Each year the Texas Military Department Domestic Operations Task Force invites its emergency-response partners from around the state to Camp Mabry for a walk through of the interagency-plan to integrate the TMD’s assets into a hurricane response, should one hit Texas. During the drill representatives of each agency described their responsibilities at each phase of the 120-hour statewide response to a fictional hurricane's looming landfall, this time in Houston.
Representatives from around a dozen agencies attended the forum, including Texas Department of Emergency Management, Texas Department of Public Safety, Texas Task Force 1, the Texas Army and Air National Guard as well as officials from local agencies.

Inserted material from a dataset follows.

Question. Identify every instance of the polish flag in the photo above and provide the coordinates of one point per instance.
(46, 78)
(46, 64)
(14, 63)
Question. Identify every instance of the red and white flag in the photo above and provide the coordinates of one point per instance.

"Revising our plan, sharing lessons learned, implementing new tools and refining our processes helps maintain a relevant and ready force," said Maj. Matthew Combs, J7 Director for the Texas Military Department. "Working with our partners establishes a relationship that builds trust and reliability, ensuring that the citizens of our great state have the best when they need it the most."
Part of the Texas Military Department's hurricane response is to quickly transform its standing battle-ready units into smaller more efficient groups that can more effectively address the needs of Texas citizens in a time of crisis. These Mission Ready Packages can rapidly be dispersed around the state when requested by local entities. Packages include equipment, like aviation assets, that make life-saving rescues possible in locations that might not have been, using only local equipment.
The Texas Military Department has developed these Mission Ready Packages through its ongoing operations around the state.
"I am often asked why we use Mission Ready Packages instead of sending the entire military units," said Maj. Gen John F. Nichols, The Adjutant General for Texas. "Over the past 13 years, with over 586,000 man-days across 230 different support missions, we have learned that an entire unit organized for military operations is not always the most efficient or effective for a domestic response."
One of the major obstacles that officials sought to address was the explosive growth around Houston. Because of that growth, more high-water rescue assets may be needed to rescue the additional citizens living in newly developed areas. Planners at the meeting said that the Texas Military Department has the equipment needed to perform the rescues, but that maintaining current maps of those areas at a high risk of flooding should be a priority.
The drill is just one step in the state's ongoing commitment to hurricane response preparedness. Prior to May’s event a tabletop exercise was completed, and in June a full-scale statewide response to another fictitious hurricane will be the final dress rehearsal before the 2017 hurricane season gets into full swing.
The last major hurricane strike in Texas was in 2008 when hurricane Ike, a category 2 hurricane, made landfall in Galveston. Then Governor, Rick Perry, authorized 7500 troops to be mobilized to the area in response to that storm.